New Balance Denies NLC/CLW Allegations

In response to a January 6 National Labor Committee (NLC), China Labor Watch (CLW) Press Release, New Balance said does not contract, nor has ever contracted product at the Hongyuan factory identified in the press release.

New Balance said the factory that does produce New Balance product is located in Houjie, Dongguan City. It added that this factory is closely monitored by a New Balance Compliance Team, including a Compliance Manager for China and a Compliance Specialist. New Balance said he Compliance Specialist is based in the factory and is there every day.

New Balance also noted that workers at factories in China producing New Balance footwear are limited to a maximum of 54 hours a week. That includes 40 regular working hours with a maximum of 14 additional overtime hours. All overtime is voluntary.

New Balance Athletic Shoe, Inc. said it “operates with the highest ethics and stands for integrity of people and product.
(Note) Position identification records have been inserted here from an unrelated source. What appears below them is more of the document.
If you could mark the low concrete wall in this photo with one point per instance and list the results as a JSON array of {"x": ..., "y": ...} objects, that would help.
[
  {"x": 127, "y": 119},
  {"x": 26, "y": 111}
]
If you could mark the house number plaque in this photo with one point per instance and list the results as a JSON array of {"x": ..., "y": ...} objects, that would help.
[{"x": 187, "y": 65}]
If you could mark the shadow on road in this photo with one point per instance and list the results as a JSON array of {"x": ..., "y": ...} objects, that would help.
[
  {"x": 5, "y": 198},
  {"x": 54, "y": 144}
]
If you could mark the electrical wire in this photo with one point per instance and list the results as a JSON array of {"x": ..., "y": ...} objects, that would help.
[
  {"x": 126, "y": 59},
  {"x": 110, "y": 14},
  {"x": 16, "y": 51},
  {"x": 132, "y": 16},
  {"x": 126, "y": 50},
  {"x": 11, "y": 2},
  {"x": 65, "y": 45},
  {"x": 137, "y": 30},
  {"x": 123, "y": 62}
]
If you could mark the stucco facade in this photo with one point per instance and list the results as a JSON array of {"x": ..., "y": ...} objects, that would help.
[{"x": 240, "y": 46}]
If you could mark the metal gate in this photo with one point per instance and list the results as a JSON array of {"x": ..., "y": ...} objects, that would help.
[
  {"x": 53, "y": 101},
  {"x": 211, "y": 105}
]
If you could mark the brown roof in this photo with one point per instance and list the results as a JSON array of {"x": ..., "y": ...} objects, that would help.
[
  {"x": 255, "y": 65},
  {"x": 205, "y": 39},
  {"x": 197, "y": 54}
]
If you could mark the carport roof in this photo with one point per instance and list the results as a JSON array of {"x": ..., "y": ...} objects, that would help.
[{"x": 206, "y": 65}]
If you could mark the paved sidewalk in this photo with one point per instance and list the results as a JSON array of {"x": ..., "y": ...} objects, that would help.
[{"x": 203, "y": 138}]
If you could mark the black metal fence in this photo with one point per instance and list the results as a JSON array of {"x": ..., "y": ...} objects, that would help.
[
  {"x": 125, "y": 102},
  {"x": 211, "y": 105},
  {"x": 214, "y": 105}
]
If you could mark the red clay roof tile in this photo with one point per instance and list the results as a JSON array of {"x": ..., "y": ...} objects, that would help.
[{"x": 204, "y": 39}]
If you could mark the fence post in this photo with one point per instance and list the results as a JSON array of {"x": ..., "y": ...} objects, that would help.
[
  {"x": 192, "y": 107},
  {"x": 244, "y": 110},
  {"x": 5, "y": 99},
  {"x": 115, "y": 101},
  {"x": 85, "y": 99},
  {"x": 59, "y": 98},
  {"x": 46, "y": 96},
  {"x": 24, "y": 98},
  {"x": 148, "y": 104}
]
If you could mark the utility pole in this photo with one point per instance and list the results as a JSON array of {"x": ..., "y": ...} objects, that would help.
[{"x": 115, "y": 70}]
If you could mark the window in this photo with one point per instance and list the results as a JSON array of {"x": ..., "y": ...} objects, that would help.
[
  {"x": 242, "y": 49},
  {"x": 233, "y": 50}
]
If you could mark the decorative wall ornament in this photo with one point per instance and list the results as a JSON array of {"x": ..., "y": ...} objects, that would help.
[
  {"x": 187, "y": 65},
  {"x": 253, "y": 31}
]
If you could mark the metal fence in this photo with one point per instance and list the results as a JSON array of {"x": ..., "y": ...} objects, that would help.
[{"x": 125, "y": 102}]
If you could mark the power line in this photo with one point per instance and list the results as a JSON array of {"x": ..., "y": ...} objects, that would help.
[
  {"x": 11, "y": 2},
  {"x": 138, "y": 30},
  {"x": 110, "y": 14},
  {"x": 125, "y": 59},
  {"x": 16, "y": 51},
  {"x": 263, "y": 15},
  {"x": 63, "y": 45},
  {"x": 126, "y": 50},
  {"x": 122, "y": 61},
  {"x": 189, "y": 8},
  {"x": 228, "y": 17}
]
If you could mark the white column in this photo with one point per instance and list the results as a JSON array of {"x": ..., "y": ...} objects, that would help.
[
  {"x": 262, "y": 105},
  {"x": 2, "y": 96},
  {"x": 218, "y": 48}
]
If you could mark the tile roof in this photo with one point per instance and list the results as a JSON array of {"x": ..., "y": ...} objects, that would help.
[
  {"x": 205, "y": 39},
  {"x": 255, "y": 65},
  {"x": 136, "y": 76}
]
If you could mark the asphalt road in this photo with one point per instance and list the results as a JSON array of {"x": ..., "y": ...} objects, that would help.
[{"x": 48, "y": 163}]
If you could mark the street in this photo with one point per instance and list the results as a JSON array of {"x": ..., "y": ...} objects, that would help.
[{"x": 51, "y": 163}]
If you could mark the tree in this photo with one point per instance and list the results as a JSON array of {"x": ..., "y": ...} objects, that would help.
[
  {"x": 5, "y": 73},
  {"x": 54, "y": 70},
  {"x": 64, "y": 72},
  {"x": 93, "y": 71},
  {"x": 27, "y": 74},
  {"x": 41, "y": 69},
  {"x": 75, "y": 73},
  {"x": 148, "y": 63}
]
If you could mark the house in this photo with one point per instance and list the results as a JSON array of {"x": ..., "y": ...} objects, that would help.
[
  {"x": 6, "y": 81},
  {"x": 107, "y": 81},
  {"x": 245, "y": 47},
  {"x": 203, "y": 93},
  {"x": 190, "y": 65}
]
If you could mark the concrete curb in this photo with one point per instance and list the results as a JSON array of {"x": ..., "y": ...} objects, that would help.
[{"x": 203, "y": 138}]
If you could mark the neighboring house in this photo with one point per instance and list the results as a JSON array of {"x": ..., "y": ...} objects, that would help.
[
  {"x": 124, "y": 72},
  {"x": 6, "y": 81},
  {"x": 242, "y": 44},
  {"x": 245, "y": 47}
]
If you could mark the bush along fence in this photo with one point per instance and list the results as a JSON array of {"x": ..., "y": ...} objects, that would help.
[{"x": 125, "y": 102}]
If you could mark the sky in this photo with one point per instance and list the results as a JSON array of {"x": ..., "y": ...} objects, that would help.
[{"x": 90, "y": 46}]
We have a strong compliance program and aggressively promote our standards and monitor supplier factories continuously with a full compliance team in China. Our standards are rigorously applied through a process which includes training, establishing standards of performance, sharing of ideas and methods for compliance, monitoring by New Balance, and monitoring by an independent third party.”

The Sports Authority To Go Private

The Sports Authority Inc agreed to be bought by a private equity affiliate of Leonard Green & Partners LP for around $1.3 billion, including debt.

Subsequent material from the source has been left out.